Just like the onset of any marriage, individuals who come together to do business are crazy in love with the idea of joining forces to start off a commercial venture that is anticipated to succeed.  The idea of creating mad profits together is the tantalizing outcome of the business consummation, just like children are the natural outcome of a marriage consummation. It is all peaches and cream between business (and marriage) partners, until it is not. A shareholder’s agreement is the business equivalent of a prenup. A marriage prenup is a post mortem arrangement, envisaging that the marriage will come to an end and providing clarity on how that institution will be buried in dignity with all parties walking away from the cemetery happy. The shareholder’s agreement on the other hand governs how parties will engage during the lifetime of the business. It can cover voting requirements for major decisions like borrowing, dividend distribution or big capital expenditure spend or even how board seats will be allocated according to shareholding. The shareholder’s agreement envisages that the business will remain a going concern and that if one party wishes to realize the value that the company has created by selling their shares, a methodology for selling all or part of that value is defined without killing the goose laying the golden egg as it were.

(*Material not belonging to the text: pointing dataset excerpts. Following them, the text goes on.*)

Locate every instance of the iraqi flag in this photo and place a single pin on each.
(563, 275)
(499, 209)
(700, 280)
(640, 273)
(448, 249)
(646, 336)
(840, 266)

Clauses such as “first right of refusal” can be put in the shareholder’s agreement so that the original shareholders get a bite of the cherry first and protect them from being forced into a business marriage with a partner not of their choosing. Defining how such an exit will occur is absolutely critical because the last thing shareholders want is to destroy a business that has a wide number of stakeholders such as employees, customers and suppliers all in the name of separation. A key issue that always emerges at the point of voluntary separation is how to value the shareholding. The shareholder’s agreement should therefore provide a mechanism for what methodologies of valuation will be used thus ensuring that there is fairness to all sides. This is better done at the honeymoon stage of the business marriage rather than at the “nil-by-mouth sleeping in separate bedrooms” stage.

Furthermore, the agreement should envisage what would happen in the event the majority shareholder wishes to exit after being wooed by an attractive investor who is really not feeling the vibe of the minority shareholder. “Drag along”” clauses are a useful way of protecting the majority shareholder from a petulant minority shareholder while “tag along” clauses protect the minority shareholder from being left at the mitumba pricing lights. For more details on this, dial star “next Monday on the Nitpicker” hash.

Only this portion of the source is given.